Sections currently supported:

  • Header
  • Reads
  • BCLConvert_Settings
  • BCLConvert_Data

Installation

Installation from pypi

pip install v2-samplesheet-maker

Alternatively one may use the docker container ghcr.io/umccr/v2-samplesheet-maker:latest

Usage

Usage:
v2-samplesheet-maker <input-json> <output-csv>

Use - for input-json parameter to parse json from stdin,
Use - for output-json parameter to parse output samplesheet csv to stdout.

Examples

See examples/ for more info

Input JSON

Click to expand!
{
  "header": {
    "file_format_version": 2,
    "run_name": "my-illumina-sequencing-run",
    "run_description": "A test run",
    "instrument_platform": "NovaSeq 6000",
    "instrument_type": "NovaSeq"
  },
  "reads": {
    "read_1_cycles": 151,
    "read_2_cycles": 151,
    "index_1_cycles": 10,
    "index_2_cycles": 10
  },
  "bclconvert_settings": {
    "adapter_behavior": "trim",
    "adapter_read_1": null,
    "adapter_read_2": null,
    "adapter_stringency": null,
    "barcode_mismatches_index_1": 1,
    "barcode_mismatches_index_2": 1,
    "minimum_trimmed_read_length": null,
    "minimum_adapter_overlap": 2,
    "mask_short_reads": null,
    "override_cycles": "Y151;Y10;Y8N2;Y151",
    "trim_umi": null,
    "create_fastq_for_index_reads": false,
    "no_lane_splitting": false,
    "fastq_compression_format": "gzip",
    "find_adapters_with_indels": null,
    "independent_index_collision_check": null
  },
  "bclconvert_data": [
    {
      "sample_id": "MyFirstSample",
      "lane": 1,
      "index": "AAAAAAAAAA",
      "index2": "CCCCCCCC",
      "sample_project": "SampleProject",
      "sample_name": null
    },
    {
      "sample_id": "MySecondSample",
      "lane": 1,
      "index": "GGGGGGGGGG",
      "index2": "TTTTTTTT",
      "sample_project": "SampleProject",
      "sample_name": null
    }
  ]
}

Output CSV

Click to expand!
[Header]
FileFormatVersion,2
RunName,my-illumina-sequencing-run
RunDescription,A test run
InstrumentPlatform,NovaSeq 6000
InstrumentType,NovaSeq

[Reads]
Read1Cycles,151
Read2Cycles,151
Index1Cycles,10
Index2Cycles,10

[BCLConvert_Settings]
AdapterBehavior,trim
BarcodeMismatchesIndex1,1
BarcodeMismatchesIndex2,1
MinimumAdapterOverlap,2
OverrideCycles,Y151;Y10;Y8N2;Y151
CreateFastqForIndexReads,False
NoLaneSplitting,False
FastqCompressionFormat,gzip

[BCLConvert_Data]
Lane,Sample_ID,index,index2,Sample_Project
1,MyFirstSample,AAAAAAAAAA,CCCCCCCC,SampleProject
1,MySecondSample,GGGGGGGGGG,TTTTTTTT,SampleProject

Testing your outputs

The v2-samplesheet-maker will validate that your parameters are the correct type, the correct name AND within the appropriate range.
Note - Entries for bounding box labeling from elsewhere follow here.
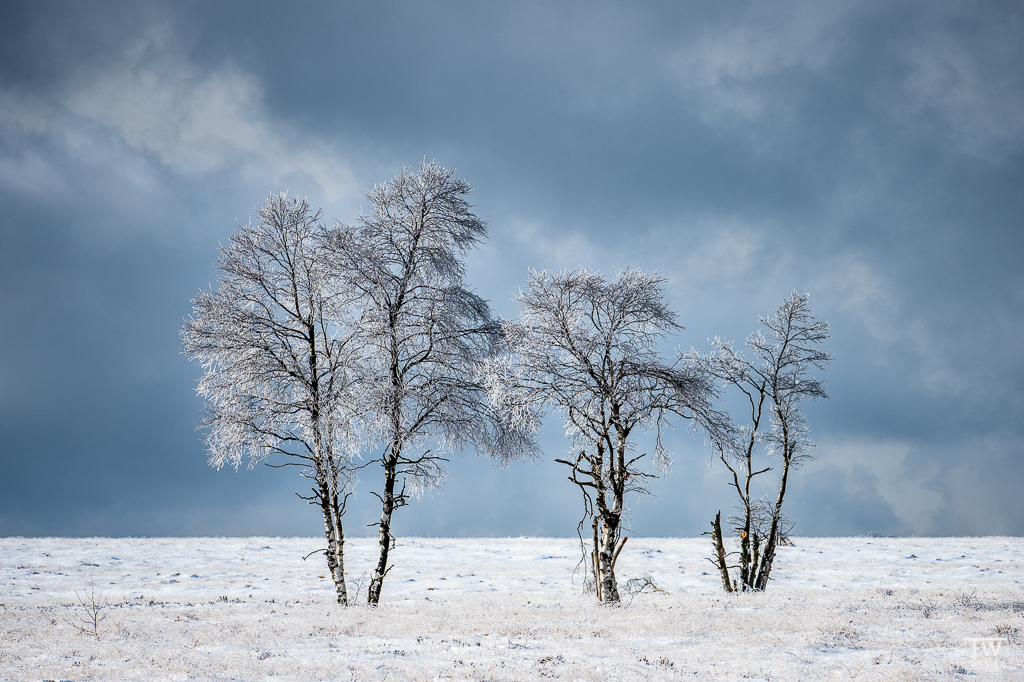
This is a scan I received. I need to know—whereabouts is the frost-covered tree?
[331,163,534,604]
[181,195,364,605]
[485,268,718,602]
[687,292,831,592]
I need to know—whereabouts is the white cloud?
[900,12,1024,153]
[808,440,945,534]
[668,0,850,124]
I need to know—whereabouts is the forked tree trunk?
[591,517,627,604]
[318,482,348,606]
[754,448,792,590]
[367,446,398,605]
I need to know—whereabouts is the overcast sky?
[0,0,1024,536]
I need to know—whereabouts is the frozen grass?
[0,538,1024,680]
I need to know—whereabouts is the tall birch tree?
[485,268,718,602]
[688,292,831,592]
[330,163,534,604]
[181,195,364,605]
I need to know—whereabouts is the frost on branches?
[181,195,366,604]
[485,268,722,602]
[686,292,831,592]
[329,163,536,604]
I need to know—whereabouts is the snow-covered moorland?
[0,538,1024,680]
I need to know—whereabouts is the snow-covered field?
[0,538,1024,680]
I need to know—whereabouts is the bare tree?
[486,268,718,602]
[688,292,831,592]
[331,163,534,604]
[181,195,364,605]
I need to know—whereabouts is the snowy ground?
[0,538,1024,680]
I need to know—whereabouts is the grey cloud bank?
[0,2,1024,536]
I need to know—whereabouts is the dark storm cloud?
[0,2,1024,535]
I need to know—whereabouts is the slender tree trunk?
[318,481,348,606]
[367,444,398,605]
[711,511,732,592]
[594,518,618,604]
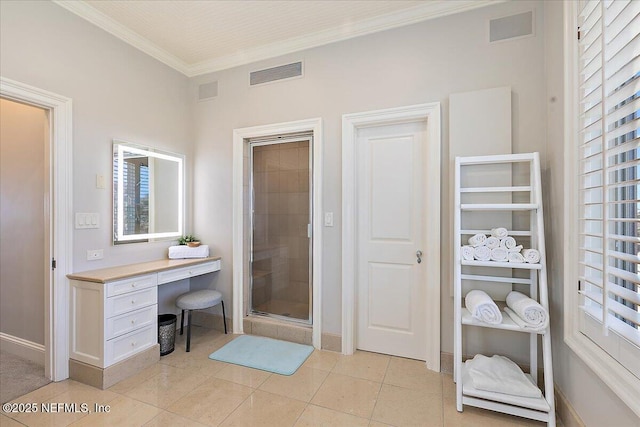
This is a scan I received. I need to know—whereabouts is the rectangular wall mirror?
[113,140,184,244]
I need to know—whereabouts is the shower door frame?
[248,132,314,325]
[232,117,324,349]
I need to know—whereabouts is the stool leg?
[187,310,193,353]
[220,301,227,335]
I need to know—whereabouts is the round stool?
[176,289,227,352]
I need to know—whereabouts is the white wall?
[0,99,49,345]
[193,2,546,344]
[543,2,640,427]
[0,1,192,271]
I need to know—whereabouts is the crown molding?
[52,0,189,76]
[53,0,507,77]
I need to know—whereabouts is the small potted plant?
[178,234,200,248]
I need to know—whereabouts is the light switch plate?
[324,212,333,227]
[87,249,104,261]
[76,213,100,229]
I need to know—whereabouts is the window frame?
[563,1,640,416]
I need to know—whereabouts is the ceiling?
[54,0,500,76]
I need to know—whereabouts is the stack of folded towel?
[504,291,549,331]
[461,227,540,264]
[464,289,502,325]
[169,245,209,259]
[464,354,542,398]
[464,289,549,331]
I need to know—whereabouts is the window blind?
[578,0,640,377]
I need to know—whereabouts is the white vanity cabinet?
[68,258,220,369]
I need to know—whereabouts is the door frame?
[342,102,441,372]
[0,76,73,381]
[233,118,323,349]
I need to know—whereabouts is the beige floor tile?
[190,333,240,357]
[108,363,170,394]
[302,350,341,371]
[331,351,390,382]
[13,381,118,427]
[0,414,22,427]
[71,396,160,427]
[144,411,205,427]
[311,372,381,418]
[442,374,456,399]
[443,398,546,427]
[167,378,253,426]
[221,390,305,427]
[124,366,212,409]
[259,366,329,402]
[160,351,225,375]
[371,384,442,427]
[384,357,442,394]
[295,405,369,427]
[215,364,271,388]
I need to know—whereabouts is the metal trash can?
[158,314,178,356]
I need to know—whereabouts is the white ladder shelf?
[454,153,556,427]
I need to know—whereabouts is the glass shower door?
[250,137,312,324]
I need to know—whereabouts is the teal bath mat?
[209,335,313,375]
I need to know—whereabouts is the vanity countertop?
[67,257,220,283]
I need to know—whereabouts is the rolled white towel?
[473,246,491,261]
[507,291,549,329]
[491,227,509,239]
[522,249,540,264]
[469,234,487,247]
[491,246,509,262]
[460,245,474,261]
[500,236,516,249]
[464,289,502,325]
[484,236,500,249]
[507,252,526,264]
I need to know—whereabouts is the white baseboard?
[0,332,45,366]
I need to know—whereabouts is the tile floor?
[0,327,556,427]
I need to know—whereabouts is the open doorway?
[0,98,51,402]
[0,77,73,381]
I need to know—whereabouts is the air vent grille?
[249,61,302,86]
[489,10,533,43]
[198,81,218,101]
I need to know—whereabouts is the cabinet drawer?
[104,325,158,367]
[105,304,158,340]
[107,274,158,297]
[105,286,158,318]
[158,260,220,285]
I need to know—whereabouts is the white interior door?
[356,121,428,360]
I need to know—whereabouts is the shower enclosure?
[249,134,313,324]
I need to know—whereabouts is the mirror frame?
[112,140,185,245]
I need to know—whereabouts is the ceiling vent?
[198,81,218,101]
[249,61,302,86]
[489,10,533,43]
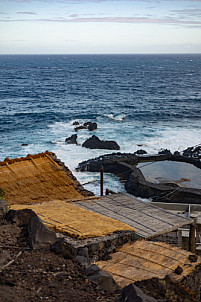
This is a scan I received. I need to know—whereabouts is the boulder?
[86,264,119,293]
[88,123,98,131]
[120,283,157,302]
[83,122,91,128]
[74,126,87,132]
[51,238,77,259]
[65,134,77,145]
[0,199,7,219]
[158,149,172,156]
[27,216,57,250]
[7,209,36,227]
[82,135,120,150]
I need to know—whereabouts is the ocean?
[0,54,201,195]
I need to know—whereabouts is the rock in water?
[82,135,120,150]
[88,123,97,131]
[65,134,77,145]
[134,149,147,155]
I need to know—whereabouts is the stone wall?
[152,230,182,247]
[52,231,139,267]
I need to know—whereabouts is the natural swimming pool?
[137,160,201,189]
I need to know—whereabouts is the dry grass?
[0,152,83,205]
[98,240,201,287]
[11,201,134,239]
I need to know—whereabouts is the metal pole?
[188,224,196,253]
[100,166,103,196]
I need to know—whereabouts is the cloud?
[17,12,37,15]
[171,8,201,17]
[69,14,79,18]
[0,17,201,26]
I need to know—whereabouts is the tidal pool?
[137,160,201,189]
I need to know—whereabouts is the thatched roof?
[0,152,83,205]
[97,240,201,287]
[11,201,134,239]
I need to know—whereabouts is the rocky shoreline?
[77,147,201,204]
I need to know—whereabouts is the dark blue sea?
[0,54,201,191]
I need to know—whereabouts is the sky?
[0,0,201,54]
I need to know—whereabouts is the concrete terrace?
[73,193,193,239]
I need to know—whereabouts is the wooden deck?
[73,193,193,239]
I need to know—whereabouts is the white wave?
[104,113,126,122]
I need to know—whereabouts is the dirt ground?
[0,220,120,302]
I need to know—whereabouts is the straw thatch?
[12,201,134,239]
[97,239,201,287]
[0,152,83,205]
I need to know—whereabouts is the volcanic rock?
[134,149,147,155]
[82,135,120,150]
[73,121,80,126]
[65,134,77,145]
[74,125,87,132]
[88,123,97,131]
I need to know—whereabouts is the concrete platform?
[73,193,193,239]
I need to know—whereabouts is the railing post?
[188,223,196,253]
[100,166,103,196]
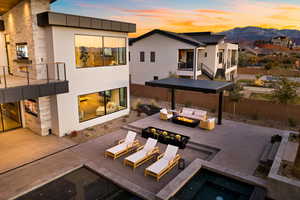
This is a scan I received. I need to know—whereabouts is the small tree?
[229,83,244,115]
[273,78,297,104]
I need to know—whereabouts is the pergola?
[145,78,233,125]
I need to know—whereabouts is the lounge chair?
[144,145,180,181]
[124,138,159,169]
[104,131,140,160]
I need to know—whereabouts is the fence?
[130,84,300,123]
[238,67,300,77]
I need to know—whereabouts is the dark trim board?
[129,29,205,47]
[0,81,69,103]
[37,11,136,33]
[0,20,5,31]
[146,78,233,94]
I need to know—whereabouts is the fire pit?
[142,127,190,149]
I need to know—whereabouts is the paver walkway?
[0,129,76,174]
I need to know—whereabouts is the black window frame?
[150,51,156,63]
[140,51,145,62]
[77,86,128,123]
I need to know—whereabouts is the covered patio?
[145,78,233,125]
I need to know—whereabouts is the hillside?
[220,26,300,45]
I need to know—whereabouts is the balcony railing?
[0,62,67,88]
[177,62,193,71]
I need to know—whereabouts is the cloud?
[67,0,300,36]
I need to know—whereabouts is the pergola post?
[171,88,176,110]
[218,91,223,125]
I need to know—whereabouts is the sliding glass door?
[0,102,22,132]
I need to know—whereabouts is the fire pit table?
[142,127,190,149]
[172,115,200,128]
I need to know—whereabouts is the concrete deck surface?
[0,115,283,200]
[0,130,207,200]
[0,129,75,174]
[130,114,284,175]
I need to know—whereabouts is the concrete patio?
[129,114,283,175]
[0,115,282,200]
[0,129,76,174]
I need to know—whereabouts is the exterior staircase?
[293,144,300,178]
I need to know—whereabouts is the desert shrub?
[288,118,297,127]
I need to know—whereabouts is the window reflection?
[75,35,126,68]
[78,88,127,122]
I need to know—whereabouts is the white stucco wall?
[129,34,195,85]
[0,31,7,67]
[51,27,130,136]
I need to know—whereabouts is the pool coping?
[156,159,267,200]
[268,131,300,188]
[84,161,156,200]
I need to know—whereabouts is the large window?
[75,35,126,68]
[78,88,127,122]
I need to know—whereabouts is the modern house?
[271,36,296,49]
[0,0,136,136]
[129,29,238,84]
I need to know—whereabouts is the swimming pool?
[16,167,142,200]
[171,169,260,200]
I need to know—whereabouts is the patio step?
[268,142,280,162]
[122,124,142,133]
[186,141,220,160]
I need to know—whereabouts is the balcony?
[0,63,69,103]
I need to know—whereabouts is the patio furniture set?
[104,131,181,181]
[160,108,216,130]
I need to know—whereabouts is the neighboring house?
[271,36,296,49]
[130,29,238,84]
[0,0,136,136]
[239,45,258,56]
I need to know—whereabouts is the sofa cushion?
[181,108,194,115]
[194,110,207,116]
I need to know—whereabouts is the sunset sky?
[52,0,300,35]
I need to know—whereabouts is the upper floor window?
[218,51,223,64]
[150,51,155,62]
[75,35,126,68]
[140,51,145,62]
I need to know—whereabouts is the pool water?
[172,169,254,200]
[16,167,142,200]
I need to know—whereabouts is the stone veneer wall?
[2,0,51,136]
[2,0,36,78]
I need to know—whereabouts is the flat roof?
[37,11,136,33]
[0,0,56,16]
[145,78,234,94]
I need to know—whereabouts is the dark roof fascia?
[37,11,136,33]
[129,29,205,47]
[0,20,5,31]
[145,78,234,94]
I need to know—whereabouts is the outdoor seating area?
[104,131,185,181]
[159,107,216,131]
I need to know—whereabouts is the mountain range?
[219,26,300,45]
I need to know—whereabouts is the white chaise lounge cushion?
[181,108,194,115]
[106,131,136,154]
[124,131,136,144]
[146,158,169,174]
[125,138,157,163]
[143,138,157,151]
[146,144,178,174]
[162,145,178,161]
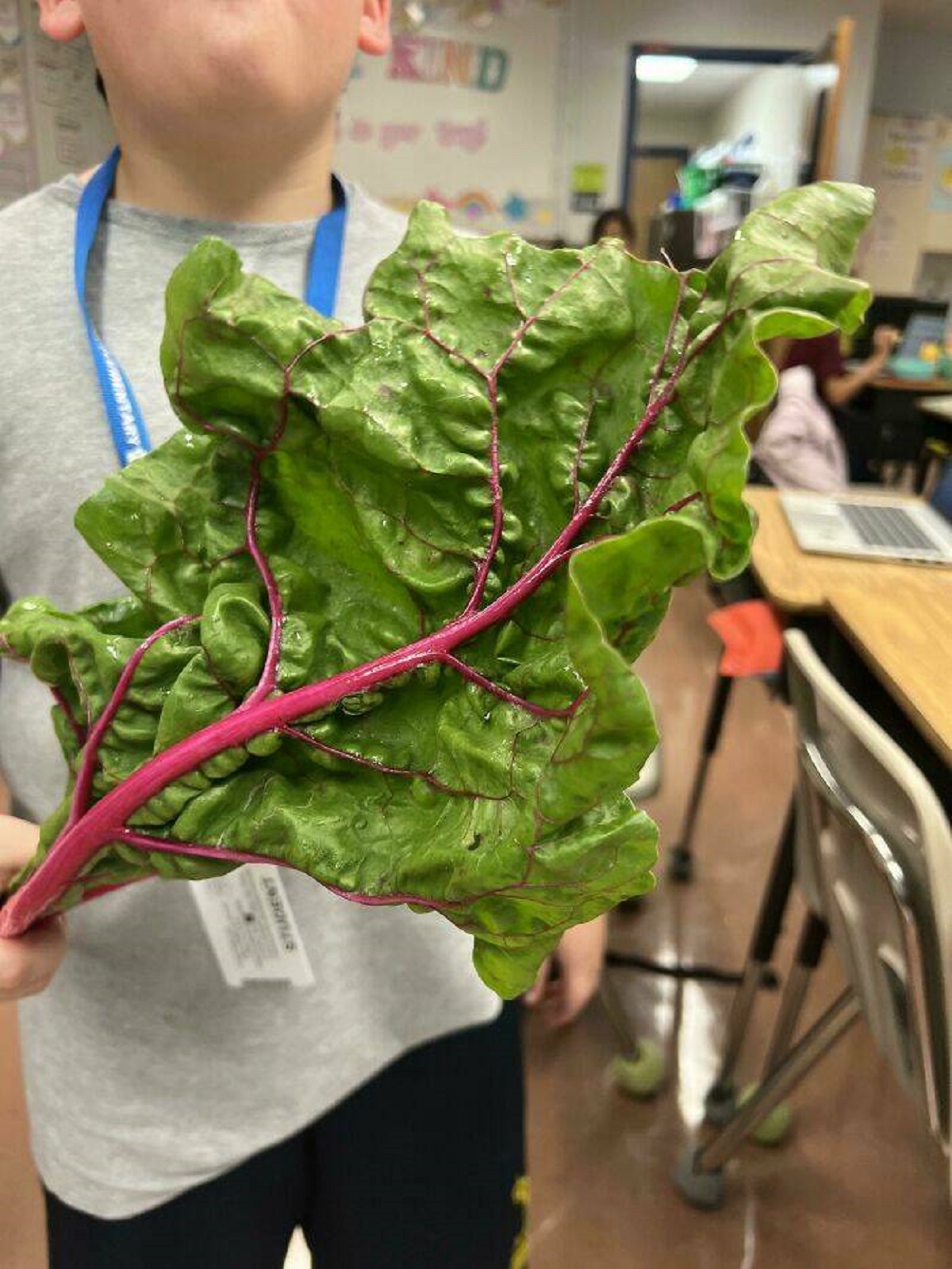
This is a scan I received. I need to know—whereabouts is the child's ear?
[358,0,390,57]
[36,0,86,40]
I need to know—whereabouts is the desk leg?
[704,799,796,1123]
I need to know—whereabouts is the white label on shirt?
[189,864,313,987]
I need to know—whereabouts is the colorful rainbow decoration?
[449,189,499,221]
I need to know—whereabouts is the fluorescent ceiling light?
[635,53,697,84]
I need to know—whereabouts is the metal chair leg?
[763,913,827,1081]
[668,674,734,882]
[675,987,862,1208]
[704,799,796,1123]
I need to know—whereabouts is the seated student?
[753,326,900,491]
[589,207,635,252]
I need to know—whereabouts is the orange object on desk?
[707,599,783,679]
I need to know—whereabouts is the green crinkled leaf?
[0,184,871,996]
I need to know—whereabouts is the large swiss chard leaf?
[0,184,871,995]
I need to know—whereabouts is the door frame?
[618,44,816,207]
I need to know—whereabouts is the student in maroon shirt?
[792,326,901,410]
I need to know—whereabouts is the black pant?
[44,1005,523,1269]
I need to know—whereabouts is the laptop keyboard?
[838,502,939,556]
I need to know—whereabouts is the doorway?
[626,146,690,260]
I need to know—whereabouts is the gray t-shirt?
[0,178,499,1218]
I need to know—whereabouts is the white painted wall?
[637,110,711,150]
[709,66,812,195]
[335,5,561,237]
[559,0,881,237]
[872,28,952,117]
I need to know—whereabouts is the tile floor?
[528,586,952,1269]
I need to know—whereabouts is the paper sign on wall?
[571,163,605,212]
[882,119,935,185]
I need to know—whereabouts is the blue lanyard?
[72,146,347,467]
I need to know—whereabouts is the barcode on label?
[189,864,313,987]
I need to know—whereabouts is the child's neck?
[109,129,332,223]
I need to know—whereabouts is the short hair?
[589,207,635,242]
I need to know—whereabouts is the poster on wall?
[881,119,935,185]
[0,0,36,207]
[335,5,559,239]
[929,146,952,212]
[571,163,605,214]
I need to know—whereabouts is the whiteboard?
[335,11,560,239]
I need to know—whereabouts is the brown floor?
[528,586,952,1269]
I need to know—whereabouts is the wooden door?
[814,17,855,180]
[628,153,685,256]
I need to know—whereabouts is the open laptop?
[781,490,952,565]
[899,311,947,360]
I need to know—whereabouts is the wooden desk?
[745,489,952,764]
[869,375,952,392]
[916,392,952,422]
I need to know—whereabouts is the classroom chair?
[675,631,952,1208]
[666,599,783,882]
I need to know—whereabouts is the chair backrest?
[785,631,952,1167]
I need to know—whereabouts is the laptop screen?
[899,312,946,360]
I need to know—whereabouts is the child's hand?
[0,815,66,1000]
[525,916,608,1027]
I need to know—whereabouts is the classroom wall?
[639,110,711,150]
[872,28,952,117]
[336,4,561,239]
[857,114,952,296]
[560,0,881,237]
[708,66,811,194]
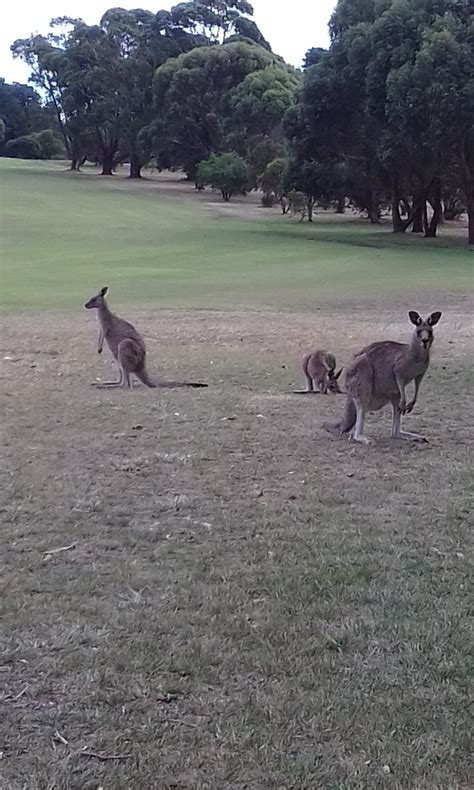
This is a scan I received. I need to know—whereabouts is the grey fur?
[325,310,441,444]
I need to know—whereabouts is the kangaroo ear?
[408,310,423,326]
[426,310,443,326]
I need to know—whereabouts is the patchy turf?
[0,300,473,790]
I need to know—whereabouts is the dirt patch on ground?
[0,304,473,790]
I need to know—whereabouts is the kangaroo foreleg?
[403,376,423,414]
[97,329,104,354]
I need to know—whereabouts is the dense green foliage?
[196,153,248,203]
[4,0,474,243]
[286,0,474,242]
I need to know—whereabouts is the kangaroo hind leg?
[351,402,370,444]
[390,401,428,442]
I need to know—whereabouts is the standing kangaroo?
[84,287,207,388]
[325,310,441,444]
[303,351,342,395]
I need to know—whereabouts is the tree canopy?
[5,0,474,243]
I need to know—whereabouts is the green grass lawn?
[0,159,473,311]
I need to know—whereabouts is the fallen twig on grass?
[79,751,133,762]
[43,543,77,559]
[4,683,29,702]
[161,717,199,730]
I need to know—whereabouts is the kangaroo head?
[326,368,342,395]
[408,310,442,351]
[84,286,109,310]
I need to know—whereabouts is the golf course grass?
[0,159,473,311]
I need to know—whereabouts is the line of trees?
[0,0,474,244]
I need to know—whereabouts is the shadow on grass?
[250,220,472,254]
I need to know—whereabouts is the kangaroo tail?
[324,395,357,436]
[303,354,312,376]
[135,368,159,388]
[155,381,209,389]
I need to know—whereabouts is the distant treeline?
[0,0,474,244]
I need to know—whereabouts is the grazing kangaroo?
[325,310,442,444]
[84,287,207,388]
[303,351,342,395]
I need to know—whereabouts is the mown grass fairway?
[0,161,474,790]
[0,159,473,310]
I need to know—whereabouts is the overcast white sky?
[0,0,336,82]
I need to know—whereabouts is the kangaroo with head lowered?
[325,310,441,444]
[303,351,342,395]
[85,287,207,387]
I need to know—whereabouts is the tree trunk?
[366,190,380,225]
[392,179,406,233]
[100,139,118,176]
[128,151,143,178]
[466,190,474,244]
[424,178,443,239]
[411,192,426,233]
[101,152,114,176]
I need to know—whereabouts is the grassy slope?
[0,159,472,310]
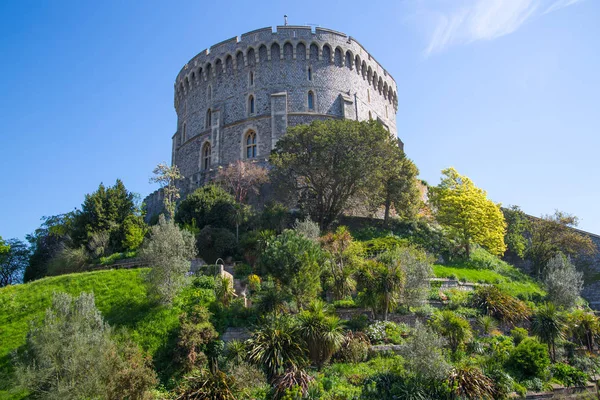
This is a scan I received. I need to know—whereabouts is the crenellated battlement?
[175,25,397,109]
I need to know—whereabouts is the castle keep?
[146,26,398,214]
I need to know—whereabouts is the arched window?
[248,95,255,115]
[246,131,256,158]
[202,142,212,171]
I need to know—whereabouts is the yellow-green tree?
[429,168,506,257]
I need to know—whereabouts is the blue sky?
[0,0,600,238]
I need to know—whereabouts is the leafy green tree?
[544,253,583,309]
[73,179,139,253]
[0,236,10,256]
[121,215,148,250]
[567,310,600,353]
[357,248,406,321]
[429,168,506,258]
[270,119,408,230]
[531,303,566,361]
[247,315,306,382]
[23,212,74,282]
[175,185,236,230]
[321,226,362,300]
[502,206,529,258]
[15,293,156,400]
[431,310,473,353]
[139,216,196,304]
[259,230,323,307]
[298,300,344,369]
[150,162,184,220]
[526,210,597,275]
[0,237,29,287]
[371,142,422,225]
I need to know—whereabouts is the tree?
[175,185,236,230]
[321,226,362,300]
[150,162,183,219]
[531,303,566,362]
[73,179,139,252]
[544,253,583,309]
[247,315,306,382]
[15,293,156,400]
[0,237,29,287]
[429,168,506,257]
[216,160,269,204]
[526,210,596,275]
[358,248,406,321]
[259,230,323,307]
[23,212,74,282]
[270,119,398,230]
[139,216,196,304]
[431,310,473,353]
[298,300,344,370]
[372,146,421,225]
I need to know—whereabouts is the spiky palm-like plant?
[531,303,566,362]
[298,300,344,369]
[246,315,306,382]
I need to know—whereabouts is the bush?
[544,254,583,309]
[15,293,156,400]
[363,236,410,258]
[510,328,529,346]
[197,225,237,264]
[508,338,550,378]
[333,332,369,364]
[139,216,196,304]
[550,363,590,387]
[471,286,529,325]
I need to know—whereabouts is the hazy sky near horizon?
[0,0,600,239]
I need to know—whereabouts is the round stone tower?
[172,26,398,192]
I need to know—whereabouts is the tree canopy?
[270,120,411,229]
[429,168,506,257]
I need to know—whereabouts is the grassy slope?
[433,265,545,299]
[0,269,181,399]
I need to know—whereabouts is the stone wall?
[172,26,397,187]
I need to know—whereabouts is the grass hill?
[0,269,213,399]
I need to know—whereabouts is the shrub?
[139,216,196,304]
[471,286,529,325]
[400,321,450,380]
[294,218,321,240]
[15,293,156,400]
[510,328,529,346]
[233,264,252,279]
[508,338,550,378]
[431,311,473,353]
[197,225,237,264]
[334,332,369,364]
[544,254,583,309]
[550,363,590,387]
[178,369,236,400]
[448,366,496,399]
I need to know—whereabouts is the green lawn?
[433,265,546,299]
[0,269,214,399]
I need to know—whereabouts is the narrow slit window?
[248,96,254,115]
[246,131,256,158]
It will NOT however determine if your settings are appropriate or compatible with a BCLConvert run, i.e it will NOT ensure that your indexes have an appropriate hamming distance.

If you wish to validate your output samplesheet with BCLConvert, you can use the following script -

scripts/build-samplesheet-and-validate-with-bcl-convert.sh <input-json> [docker-image]. This will convert the input json to csv and then run the docker container bclconvert against your samplesheet.

You will need both jq and docker installed for this to work.

Contributing

Is there a missing section you'd like to see?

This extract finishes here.